Gary Thal presented the results of BMS121, a 48-week, open-label study in which 65 treatment-naïve patients were treated with efavirenz (EFV) plus one of two doses of ritonavir-boosted atazanavir (ATV/r), 300/100 or 400/100 mg qd [Ward D, et al. Abstract H-1057]. Virologic response was similar, with 77% and 87% achieving a viral load <50 c/mL (observed data analysis). However, the small size of the study and the lack of pharmacokinetic data make this study hard to interpret. The primary endpoint of the study was triglyceride elevation: triglycerides levels increased by 48% and 63% in the 300/100 and 400/100 mg arms, respectively. Perhaps the most clinically useful observation was that grade 3-4 bilirubin elevation was observed in 49% of those on the 400/100 mg arm compared to only 13% of those on 300/100 mg, suggesting that when combined with EFV, the lower dose of ATV should be used.

Darunavir Data

More data were presented from the POWER studies, previously reported clinical trials comparing four doses of darunavir/ritonavir (DRV/r, TMC114/r) plus an OBR. A pooled analysis of 924 patients demonstrated no differences in safety and efficacy based on gender, age, and race [Collier A, et al. Abstract H-1396]. A 24-week analysis involving 458 patients found that rates of virologic suppression to <50 c/mL in patients previously treated with LPV/r, FPV/r, and tipranavir/ritonavir (TPV/r) were 40-44% at 24 weeks, similar to the overall trial population [Lefebvre E, et al. Abstract H-1387].

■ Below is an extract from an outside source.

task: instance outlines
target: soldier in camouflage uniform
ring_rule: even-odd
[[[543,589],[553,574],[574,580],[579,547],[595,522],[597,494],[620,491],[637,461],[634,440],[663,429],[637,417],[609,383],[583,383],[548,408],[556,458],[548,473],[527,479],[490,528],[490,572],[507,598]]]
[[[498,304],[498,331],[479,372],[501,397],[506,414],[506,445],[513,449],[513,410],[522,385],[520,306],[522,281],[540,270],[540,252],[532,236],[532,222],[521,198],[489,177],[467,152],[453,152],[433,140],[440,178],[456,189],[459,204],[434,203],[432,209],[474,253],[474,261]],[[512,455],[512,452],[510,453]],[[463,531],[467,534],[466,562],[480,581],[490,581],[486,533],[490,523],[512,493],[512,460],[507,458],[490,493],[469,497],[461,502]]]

Among over 56,000 sequences submitted to Virco for resistance testing from 2004-2005, susceptibility was greater to DRV than to tipranavir (TPV) or lopinavir (LPV) among heavily PI-resistant isolates [Picchio G, et al. Abstract H-0999]. Ninety-eight percent of the isolates had no more than 2 DRV-specific mutations and were predicted to be susceptible to DRV. There was some evidence of cross-resistance between DRV and TPV: 3.8% had evidence of resistance to both drugs, 6.4% had evidence of resistance to TPV with susceptibility to DRV, and 1.4% had resistance to DRV with susceptibility to TPV.

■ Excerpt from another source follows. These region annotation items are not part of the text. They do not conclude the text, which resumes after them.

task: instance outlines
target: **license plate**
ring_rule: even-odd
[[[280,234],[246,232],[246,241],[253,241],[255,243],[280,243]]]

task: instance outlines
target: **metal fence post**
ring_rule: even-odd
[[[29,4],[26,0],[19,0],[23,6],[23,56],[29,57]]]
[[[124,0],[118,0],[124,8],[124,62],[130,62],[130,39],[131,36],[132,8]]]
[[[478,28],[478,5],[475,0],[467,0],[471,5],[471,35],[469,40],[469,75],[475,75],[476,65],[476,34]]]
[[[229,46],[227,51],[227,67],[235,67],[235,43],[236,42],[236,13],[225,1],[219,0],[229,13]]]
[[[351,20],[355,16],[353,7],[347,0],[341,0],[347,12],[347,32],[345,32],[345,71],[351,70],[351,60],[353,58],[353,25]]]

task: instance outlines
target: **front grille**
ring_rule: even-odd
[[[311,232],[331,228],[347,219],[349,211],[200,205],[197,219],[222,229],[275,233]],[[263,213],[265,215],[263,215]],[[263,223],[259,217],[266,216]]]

Another Induction-Maintenance Failure

The COOL study was a randomized, open-label trial in which 143 patients with viral loads below 50 c/mL on HAART for at least 6 months were randomized to take either three-drug therapy (EFV + TDF + 3TC) vs. two-drug therapy (EFV + TDF) [Girard PM, et al. Abstract H-1383]. The two-drug maintenance arm was clearly inferior to the standard therapy arm: The success rate (viral load <50 c/mL without drug modification at week 48) was 82% vs. 97%, respectively, by ITT analysis and 90% and 100% by as-treated analysis. The rationale for “simplifying” a regimen by discontinuing the best tolerated and least toxic of its components is not obvious. In addition, now that the combination of EFV, TDF, and emtricitabine (FTC) are available as a single tablet, this simplification strategy would involve switching from one to two pills per day.

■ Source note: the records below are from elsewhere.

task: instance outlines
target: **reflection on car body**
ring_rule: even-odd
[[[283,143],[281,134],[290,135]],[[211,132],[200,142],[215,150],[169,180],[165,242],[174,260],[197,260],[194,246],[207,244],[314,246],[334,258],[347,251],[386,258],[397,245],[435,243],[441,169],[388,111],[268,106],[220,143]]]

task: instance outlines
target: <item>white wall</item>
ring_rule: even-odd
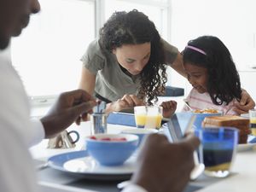
[[[199,36],[217,36],[229,48],[238,70],[253,77],[250,73],[255,69],[252,67],[256,66],[255,9],[255,0],[172,0],[172,44],[182,50],[189,40]],[[241,74],[242,85],[256,99],[247,74]],[[171,84],[189,89],[175,73],[171,74]]]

Coreceptor Tropism and Response to HAART

A study from the Chelsea & Westminster Hospital in London assessed the impact of coreceptor tropism on rate of CD4 decline before therapy and on response to therapy [Waters LJ, et al. Abstract H-1667]. Of the treatment-naïve patients who started therapy and were included in the analysis, 229 had R5-tropic virus, and 60 had dual or mixed (D/M)tropic virus at baseline. Pre-HAART CD4 decline during the first 12 months was significantly more rapid in patients with D/M-tropic virus than in those with R5-tropic virus (approximately 40 vs. 15 cells/mm³, p=0.026). However, the magnitude of CD4 increase, the proportion who achieved virologic suppression, and the time to virologic suppression on HAART was no different. These data suggest that while coreceptor tropism is associated with disease progression in untreated patients, tropism is irrelevant once therapy is initiated (provided the therapy doesn’t include a coreceptor antagonist).

New Agents

Lalezari presented data from a double-blind, placebo-controlled, dose-ranging trial of HGS004, a monoclonal antibody that blocks binding to the CCR5 coreceptor [Abstract H-1668]. The study included 5 dose cohorts with 10 subjects per arm, 8 of whom received a single intravenous infusion of active drug (0.4, 8, 20, and 40 mg/kg) and 2 who received placebo. Antiviral activity was demonstrated for all but the lowest dose, and there was evidence of a prolonged response, with some patients demonstrating continued partial suppression for as long as 56 days. Since this is an IgG molecule, it is thought that it could be administered infrequently. Patients in this study who demonstrated evidence of a tropism shift did not respond to HGS004. There were no severe grade 3-4 adverse events, but two patients experienced an infusion-associated urticarial rash. A second related compound is showing evidence of greater potency and is being studied further.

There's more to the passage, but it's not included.